The film was later shown to audiences throughout the Army.

Humiliating someone completely involves stripping off their clothes so that as many people as possible can see them naked.

Doing the opposite implies respect.

2 comments:

Anonymous said...

Freedom is not custom! Its an individual's right to do as he/she pleases. once something is a custom, people other than the individual start asserting an interest in whats essentially that individuals.

Do a search on google and read abt the beheadings... three girls aged 21-23 were beheaded in 2002.

You are still missing the point. anything voluntary is of course freedom. but is it voluntary? there's no doubt in my mind it is not. Again equating Sati with suicide is flawed logic. Sati is a custom where the vulnerable widow was 'expected' to commit suicide. how is it free will I have no idea.

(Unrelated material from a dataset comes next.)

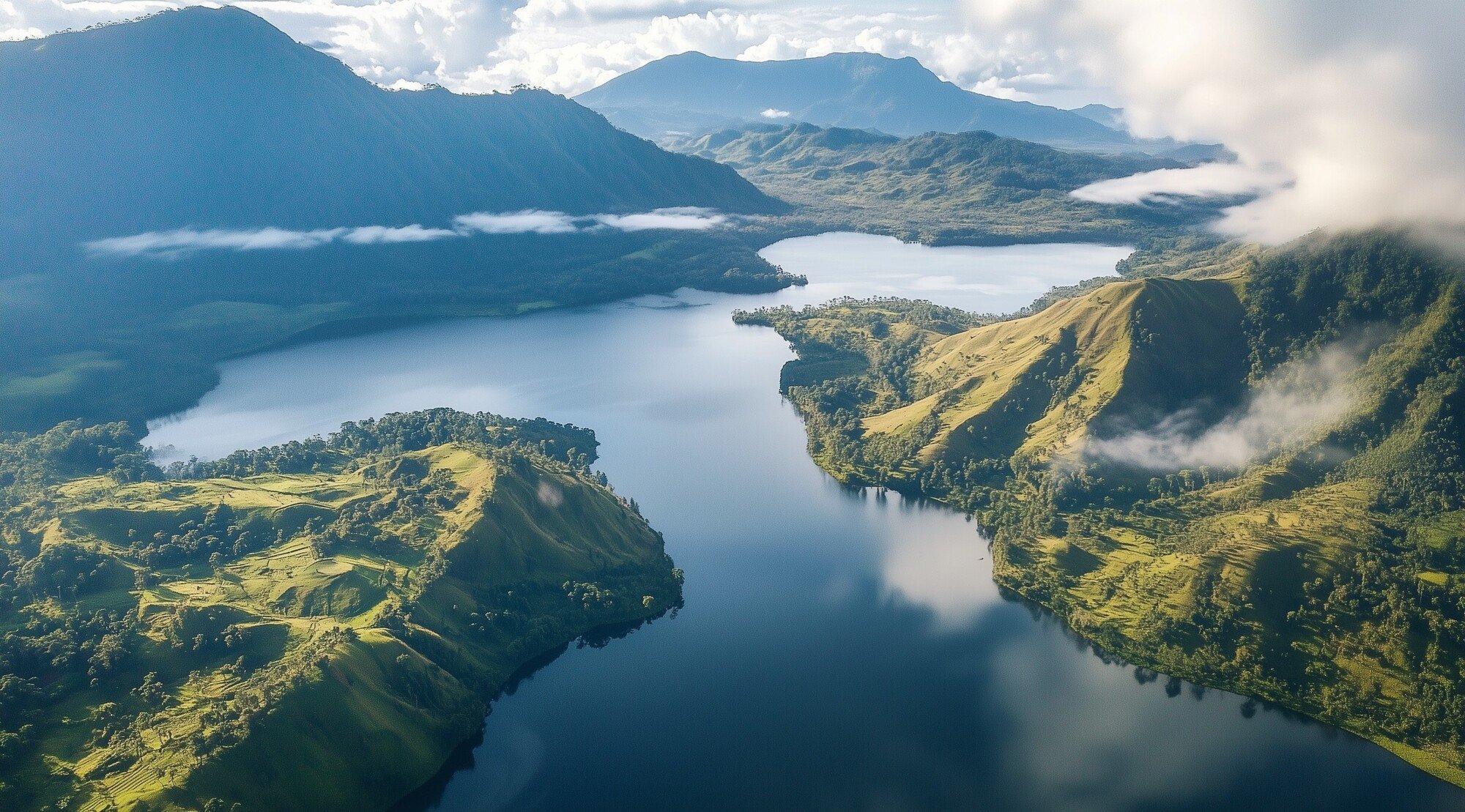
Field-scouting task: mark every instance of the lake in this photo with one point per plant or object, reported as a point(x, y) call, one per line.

Taliban did not enforce the same restrictions. women were required to cover themselves and not allowed to work and had to be accompanied. they were to do with freedom, not even linked to religion. for men it was to do with confirmity with their idea of decent dress code. there was difference.

Any unfair treatment to men under a misplaced notion of equality is equally bad. however it does not make compulsary burqa desirable.

another man? how will you develop that relationship with another man if he has not seen you???

Steve Roney said...

Hi, 888!

I can see the argument that the existence of customs is a restriction on one’s freedom as an individual. But it certainly is not the business of the government to “protect” the individual from custom. That would simply replace a trivial restriction on one’s freedom with a far more substantial one—totalitarian government. It is the business of the individual, individually, to decide whether he or she wishes to conform to custom or not.

Under the Taliban, women were obliged to wear traditional clothing. So were men. Men were also required to grow their beards. Men were also required to perform military service, standing a good chance of getting killed in the process. Women were exempt. To cap it off, if a woman was found in violation of the dress code or the law, often, it was her husband or father, not her, who was punished.

And yet it was only women who were oppressed under the Taliban?

I think I’ve found the account of the beheadings you referred to on Google. Apparently the culprits were a Taliban-like group. Apparently, like the Taliban, they imposed a dress code on men as well. And probably killed far more men. But note, when they kill women, it becomes big news. And provokes outrage among Muslims as well as everyone else.

"Srinagar, India - Suspected Islamic rebels decapitated a woman in Indian Kashmir and left her head hanging in a tree, police said on Thursday, adding that six other people were killed in the restive state.

Police were investigating the motive for the beheading of Shameema Akhter near the town of Tral, 40km south of the Kashmiri summer capital Srinagar, a police spokesperson said."

There it is: six men are killed, and one woman. Yet all the attention is on the one woman.

How do you develop a relationship with another man if he has not seen you? Easy. Choose him, reveal your interest, then, optionally, show yourself in private. All it requires is for the woman to approach the man instead of vice versa. This is not difficult. Do you suppose women are incapable of thinking or acting for themselves, and must eternally wait for men to act upon them?